Sarah Blake Sturgis Shaw
Quick Facts
Biography
Sarah Blake Sturgis Shaw (August 31, 1815 – December 31, 1902) was an American abolitionist, women's rights supporter, anti-imperialist and philanthropist. She was the daughter of Bostonians Nathaniel Russell Sturgis (1779-1856) and Susannah Thomsen Parkman and a younger sister of the merchant Russell Sturgis (1805–1887).She married Francis George Shaw on 9 June 1835. Shortly after their marriage, the Shaws became members of the Boston Society of the New Jerusalem—a "part of the 'evangelical' wing of the Unitarian Church." In 1838 they joined the American Anti-Slavery Society and would later become founding members of the Unitarian Church in Staten Island.
Sarah was the mother of Robert Gould Shaw and Josephine Shaw Lowell.
Of Mrs.
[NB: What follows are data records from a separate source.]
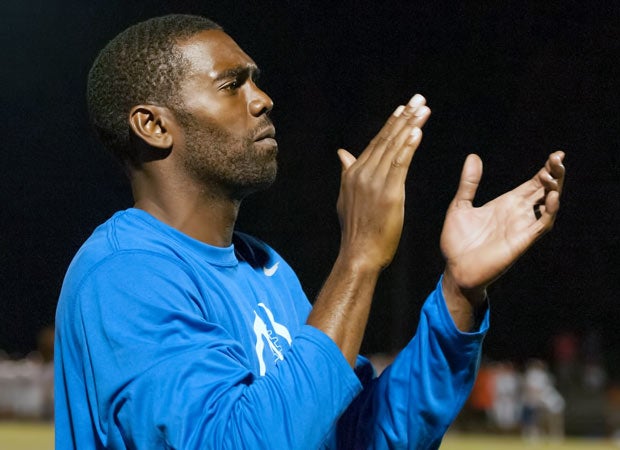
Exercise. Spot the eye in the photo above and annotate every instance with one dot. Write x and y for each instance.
(232, 86)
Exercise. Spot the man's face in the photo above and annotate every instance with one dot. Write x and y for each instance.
(229, 139)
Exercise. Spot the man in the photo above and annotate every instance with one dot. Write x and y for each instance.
(174, 331)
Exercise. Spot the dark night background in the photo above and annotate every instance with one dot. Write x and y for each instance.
(511, 81)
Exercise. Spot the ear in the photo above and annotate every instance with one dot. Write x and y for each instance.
(152, 124)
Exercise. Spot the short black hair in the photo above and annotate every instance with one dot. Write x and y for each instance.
(140, 65)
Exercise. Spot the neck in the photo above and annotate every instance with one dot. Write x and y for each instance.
(195, 211)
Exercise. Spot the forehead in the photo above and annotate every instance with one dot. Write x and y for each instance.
(213, 52)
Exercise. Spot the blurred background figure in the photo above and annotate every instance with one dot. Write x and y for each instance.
(543, 406)
(507, 404)
(27, 384)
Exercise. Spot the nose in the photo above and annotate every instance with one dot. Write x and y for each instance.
(260, 103)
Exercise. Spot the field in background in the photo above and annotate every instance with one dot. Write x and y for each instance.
(26, 436)
(29, 436)
(490, 442)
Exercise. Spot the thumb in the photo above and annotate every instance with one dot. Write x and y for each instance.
(470, 179)
(346, 159)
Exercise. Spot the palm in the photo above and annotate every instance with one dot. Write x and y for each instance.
(479, 244)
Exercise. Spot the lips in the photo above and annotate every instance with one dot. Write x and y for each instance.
(269, 132)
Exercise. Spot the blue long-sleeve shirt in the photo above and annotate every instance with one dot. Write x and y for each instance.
(166, 342)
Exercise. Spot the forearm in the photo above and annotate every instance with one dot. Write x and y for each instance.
(342, 307)
(415, 399)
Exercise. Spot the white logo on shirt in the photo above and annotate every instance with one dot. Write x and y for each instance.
(270, 271)
(264, 334)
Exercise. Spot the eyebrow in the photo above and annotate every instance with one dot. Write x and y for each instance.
(249, 70)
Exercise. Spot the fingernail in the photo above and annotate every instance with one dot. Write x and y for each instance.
(415, 135)
(422, 111)
(415, 101)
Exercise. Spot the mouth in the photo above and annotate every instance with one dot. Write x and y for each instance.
(266, 133)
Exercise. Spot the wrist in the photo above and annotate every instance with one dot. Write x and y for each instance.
(464, 304)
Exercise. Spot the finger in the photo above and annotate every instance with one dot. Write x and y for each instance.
(398, 165)
(346, 159)
(548, 213)
(415, 112)
(402, 117)
(556, 167)
(551, 176)
(379, 141)
(469, 182)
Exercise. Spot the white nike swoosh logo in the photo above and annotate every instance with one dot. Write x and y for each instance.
(270, 271)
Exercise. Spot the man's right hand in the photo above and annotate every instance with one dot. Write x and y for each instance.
(372, 191)
(371, 207)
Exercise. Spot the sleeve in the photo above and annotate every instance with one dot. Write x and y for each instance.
(160, 375)
(414, 401)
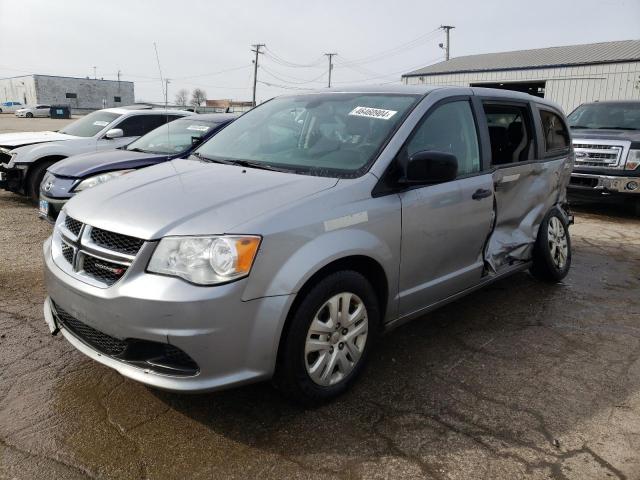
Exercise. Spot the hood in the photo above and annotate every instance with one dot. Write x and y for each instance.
(93, 163)
(189, 197)
(603, 134)
(29, 138)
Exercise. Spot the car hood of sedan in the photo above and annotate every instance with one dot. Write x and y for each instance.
(190, 197)
(93, 163)
(20, 139)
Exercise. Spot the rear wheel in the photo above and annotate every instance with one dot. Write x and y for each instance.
(328, 342)
(36, 174)
(552, 251)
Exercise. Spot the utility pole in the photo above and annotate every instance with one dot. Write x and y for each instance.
(257, 51)
(330, 56)
(446, 28)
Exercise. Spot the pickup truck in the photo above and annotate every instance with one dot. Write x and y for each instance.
(606, 140)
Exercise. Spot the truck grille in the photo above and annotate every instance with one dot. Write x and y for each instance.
(599, 153)
(97, 256)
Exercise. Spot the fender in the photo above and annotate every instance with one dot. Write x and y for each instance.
(320, 251)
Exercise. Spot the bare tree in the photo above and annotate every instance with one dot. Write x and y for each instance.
(182, 97)
(198, 97)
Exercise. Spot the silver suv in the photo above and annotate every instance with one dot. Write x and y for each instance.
(286, 244)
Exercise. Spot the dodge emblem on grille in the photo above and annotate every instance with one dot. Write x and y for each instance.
(115, 270)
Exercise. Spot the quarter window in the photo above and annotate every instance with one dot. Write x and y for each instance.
(138, 125)
(509, 133)
(450, 128)
(556, 135)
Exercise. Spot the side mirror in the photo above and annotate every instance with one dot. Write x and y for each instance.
(430, 166)
(114, 133)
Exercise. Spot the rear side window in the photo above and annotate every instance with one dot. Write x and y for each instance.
(138, 125)
(450, 128)
(510, 133)
(555, 132)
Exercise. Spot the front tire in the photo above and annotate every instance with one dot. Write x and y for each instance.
(552, 250)
(329, 338)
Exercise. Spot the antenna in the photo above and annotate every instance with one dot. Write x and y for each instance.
(164, 93)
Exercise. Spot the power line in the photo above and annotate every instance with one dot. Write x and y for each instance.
(447, 29)
(257, 51)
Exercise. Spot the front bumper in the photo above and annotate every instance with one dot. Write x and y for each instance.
(233, 342)
(12, 178)
(55, 206)
(596, 184)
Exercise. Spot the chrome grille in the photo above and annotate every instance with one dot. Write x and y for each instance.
(600, 153)
(73, 225)
(116, 242)
(98, 257)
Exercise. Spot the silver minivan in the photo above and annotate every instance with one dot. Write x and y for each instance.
(286, 244)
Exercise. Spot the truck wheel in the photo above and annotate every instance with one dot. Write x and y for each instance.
(34, 179)
(331, 333)
(552, 250)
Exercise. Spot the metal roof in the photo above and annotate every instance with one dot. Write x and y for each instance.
(586, 54)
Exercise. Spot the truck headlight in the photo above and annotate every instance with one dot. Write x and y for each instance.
(98, 179)
(633, 160)
(205, 260)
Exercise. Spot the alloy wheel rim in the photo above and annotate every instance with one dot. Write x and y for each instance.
(558, 244)
(336, 339)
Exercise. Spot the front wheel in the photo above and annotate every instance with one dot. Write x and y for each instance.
(552, 251)
(329, 338)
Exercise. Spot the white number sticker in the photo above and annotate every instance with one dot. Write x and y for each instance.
(198, 128)
(373, 112)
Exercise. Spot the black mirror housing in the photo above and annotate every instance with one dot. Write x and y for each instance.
(430, 166)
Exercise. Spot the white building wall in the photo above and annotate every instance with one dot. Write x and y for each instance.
(91, 94)
(567, 86)
(18, 89)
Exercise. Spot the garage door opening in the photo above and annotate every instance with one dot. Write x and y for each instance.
(532, 88)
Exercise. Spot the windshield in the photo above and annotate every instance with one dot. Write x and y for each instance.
(330, 134)
(90, 124)
(174, 137)
(620, 116)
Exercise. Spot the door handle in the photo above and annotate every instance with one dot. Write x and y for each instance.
(481, 193)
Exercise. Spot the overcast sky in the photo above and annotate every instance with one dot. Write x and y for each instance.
(375, 40)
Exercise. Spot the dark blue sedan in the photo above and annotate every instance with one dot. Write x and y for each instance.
(172, 140)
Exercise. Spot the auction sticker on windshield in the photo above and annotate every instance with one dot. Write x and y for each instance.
(198, 128)
(373, 112)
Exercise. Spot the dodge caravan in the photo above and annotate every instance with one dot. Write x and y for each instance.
(286, 244)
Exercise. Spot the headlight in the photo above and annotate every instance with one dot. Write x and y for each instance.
(98, 179)
(633, 160)
(205, 260)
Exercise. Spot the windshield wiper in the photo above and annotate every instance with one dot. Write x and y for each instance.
(617, 128)
(258, 165)
(212, 160)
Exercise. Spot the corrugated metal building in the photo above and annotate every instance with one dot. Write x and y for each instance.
(81, 94)
(568, 75)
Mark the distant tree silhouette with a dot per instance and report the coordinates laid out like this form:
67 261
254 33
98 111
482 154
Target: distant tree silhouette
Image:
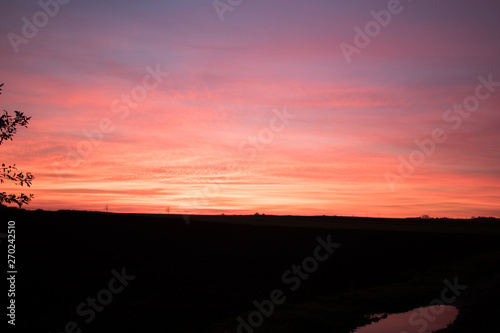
8 127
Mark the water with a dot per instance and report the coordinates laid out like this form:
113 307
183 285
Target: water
419 320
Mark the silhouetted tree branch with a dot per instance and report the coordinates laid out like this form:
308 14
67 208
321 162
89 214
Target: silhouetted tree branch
8 127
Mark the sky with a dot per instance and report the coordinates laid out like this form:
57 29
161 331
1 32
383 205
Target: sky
353 108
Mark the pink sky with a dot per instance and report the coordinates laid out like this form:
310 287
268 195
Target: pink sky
187 143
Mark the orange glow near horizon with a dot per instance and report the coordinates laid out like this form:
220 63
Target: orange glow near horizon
255 114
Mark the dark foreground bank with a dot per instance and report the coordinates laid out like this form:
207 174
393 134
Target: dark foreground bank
98 272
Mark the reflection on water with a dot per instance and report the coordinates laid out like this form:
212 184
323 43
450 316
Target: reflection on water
420 320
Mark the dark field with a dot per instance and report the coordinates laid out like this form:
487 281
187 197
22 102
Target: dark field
201 277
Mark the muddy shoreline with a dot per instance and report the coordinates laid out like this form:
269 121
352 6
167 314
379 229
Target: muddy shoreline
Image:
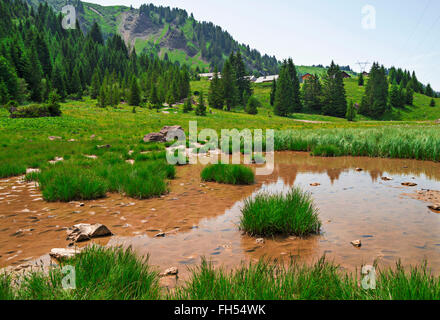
200 219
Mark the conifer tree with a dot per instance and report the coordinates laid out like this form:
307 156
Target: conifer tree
252 105
187 107
296 105
351 112
273 91
312 93
94 90
135 98
201 108
361 80
334 98
215 95
283 96
229 86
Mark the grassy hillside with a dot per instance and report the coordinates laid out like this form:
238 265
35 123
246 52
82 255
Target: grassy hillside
421 110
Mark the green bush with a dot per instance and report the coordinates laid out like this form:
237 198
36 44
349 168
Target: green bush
326 151
229 174
287 214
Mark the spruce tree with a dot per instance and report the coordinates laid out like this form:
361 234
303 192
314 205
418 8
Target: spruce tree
361 80
351 112
94 90
201 108
375 99
296 105
215 94
229 86
283 96
187 107
334 97
252 105
273 91
135 97
312 93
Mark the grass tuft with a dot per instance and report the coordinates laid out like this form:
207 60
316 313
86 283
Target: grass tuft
229 174
280 214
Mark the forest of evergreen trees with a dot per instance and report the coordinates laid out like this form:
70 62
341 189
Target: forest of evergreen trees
213 41
38 56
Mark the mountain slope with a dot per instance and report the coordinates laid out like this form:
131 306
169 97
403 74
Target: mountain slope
169 33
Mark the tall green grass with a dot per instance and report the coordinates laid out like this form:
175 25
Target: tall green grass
118 274
101 274
286 214
90 179
405 142
321 281
229 174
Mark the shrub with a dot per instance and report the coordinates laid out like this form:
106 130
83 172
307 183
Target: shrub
252 105
326 151
229 174
8 169
286 214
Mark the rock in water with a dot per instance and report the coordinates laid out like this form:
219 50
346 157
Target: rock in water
61 253
173 271
154 137
356 243
409 184
83 232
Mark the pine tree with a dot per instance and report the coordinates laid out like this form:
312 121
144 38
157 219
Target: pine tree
351 112
135 98
229 86
94 90
215 95
154 98
334 98
409 97
395 96
187 107
428 91
283 96
273 91
312 93
361 80
296 105
374 102
201 108
252 105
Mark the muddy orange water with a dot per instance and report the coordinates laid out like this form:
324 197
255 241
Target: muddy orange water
200 219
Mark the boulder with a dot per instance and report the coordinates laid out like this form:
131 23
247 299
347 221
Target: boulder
173 271
154 137
409 184
61 253
83 232
356 243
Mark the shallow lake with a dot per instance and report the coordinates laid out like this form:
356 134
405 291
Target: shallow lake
201 219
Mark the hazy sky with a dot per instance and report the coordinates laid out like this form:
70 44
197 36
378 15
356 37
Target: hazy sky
317 31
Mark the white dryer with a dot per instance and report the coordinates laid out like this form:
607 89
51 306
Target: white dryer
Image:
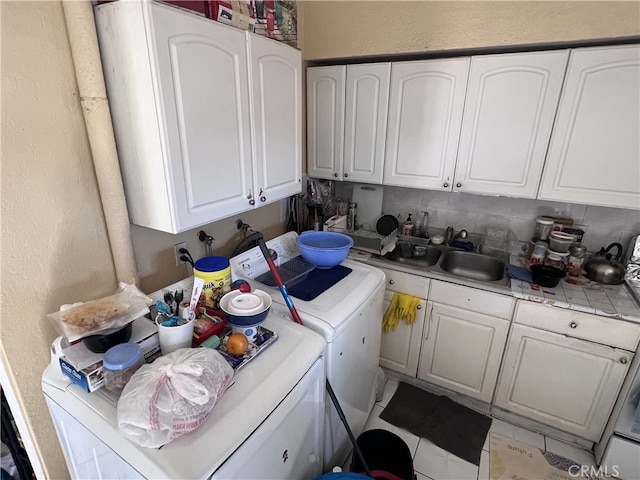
345 306
268 424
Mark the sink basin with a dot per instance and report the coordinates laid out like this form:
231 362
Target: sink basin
429 259
473 265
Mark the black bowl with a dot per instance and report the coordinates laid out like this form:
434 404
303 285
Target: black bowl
101 343
546 276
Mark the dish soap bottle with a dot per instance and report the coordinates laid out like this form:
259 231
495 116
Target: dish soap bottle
408 227
423 227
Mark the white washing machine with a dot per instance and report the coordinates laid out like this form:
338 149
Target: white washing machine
348 314
268 424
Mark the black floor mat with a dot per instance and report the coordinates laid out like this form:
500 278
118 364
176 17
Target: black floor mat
449 425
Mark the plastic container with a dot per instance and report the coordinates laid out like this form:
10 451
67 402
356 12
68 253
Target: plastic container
544 227
556 259
577 253
324 249
216 273
538 254
246 309
560 242
546 276
120 363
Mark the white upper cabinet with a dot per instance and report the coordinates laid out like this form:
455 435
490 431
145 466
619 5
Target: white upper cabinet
198 126
347 120
276 90
594 155
366 104
508 115
325 121
425 114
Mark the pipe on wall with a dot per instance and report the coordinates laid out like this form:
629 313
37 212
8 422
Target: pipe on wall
97 116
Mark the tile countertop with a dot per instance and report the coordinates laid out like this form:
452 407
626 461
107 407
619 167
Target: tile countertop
579 293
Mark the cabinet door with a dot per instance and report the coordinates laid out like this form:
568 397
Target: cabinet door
204 100
400 349
567 383
277 123
508 114
325 121
462 350
366 104
595 146
425 112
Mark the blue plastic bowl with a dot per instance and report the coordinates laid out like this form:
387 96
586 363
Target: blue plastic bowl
324 249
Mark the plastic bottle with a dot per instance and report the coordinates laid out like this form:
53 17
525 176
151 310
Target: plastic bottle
423 227
408 227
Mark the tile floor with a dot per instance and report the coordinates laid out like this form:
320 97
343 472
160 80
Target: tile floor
433 463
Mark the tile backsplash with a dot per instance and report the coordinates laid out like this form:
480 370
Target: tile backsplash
604 225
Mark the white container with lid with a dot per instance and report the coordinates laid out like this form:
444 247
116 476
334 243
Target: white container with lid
120 363
544 227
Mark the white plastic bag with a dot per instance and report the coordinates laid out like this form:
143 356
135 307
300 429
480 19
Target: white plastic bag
172 396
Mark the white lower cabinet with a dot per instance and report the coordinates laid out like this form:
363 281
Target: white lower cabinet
400 349
568 383
462 350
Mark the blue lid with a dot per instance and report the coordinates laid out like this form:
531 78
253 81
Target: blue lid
211 264
122 356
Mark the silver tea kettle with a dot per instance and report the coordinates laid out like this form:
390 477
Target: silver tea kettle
602 268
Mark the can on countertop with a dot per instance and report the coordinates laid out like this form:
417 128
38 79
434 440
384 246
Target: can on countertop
215 271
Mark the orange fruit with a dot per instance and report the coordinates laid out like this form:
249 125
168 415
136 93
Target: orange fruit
237 344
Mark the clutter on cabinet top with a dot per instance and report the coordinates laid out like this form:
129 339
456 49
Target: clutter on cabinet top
276 20
82 319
Shaw's personality and intellect, author William Rhinelander Stewart writes, "Whatever things were best in art, literature, or music instantly appealed to her, and were loved from the time she first saw or heard them; and with the aid of a retentive memory, she was able even towards the close of a life prolonged to her eighty-seventh year to recite whole pages of Shakespeare and Milton, her favorite poets." And from the pen of Century Magazine editor Richard Watson Gilder, a poem—
Mother of heroes, she—of them who gave
Their lives to lift the lowly, free the slave.
Her, through long years, two master passions bound:
Love of our free land; and of all sweet sound.
'T was praising her to praise this land of grace;
And when I think on music—lo, her face!
Sarah Blake Shaw died at the age of eighty-seven on 31 December 1902.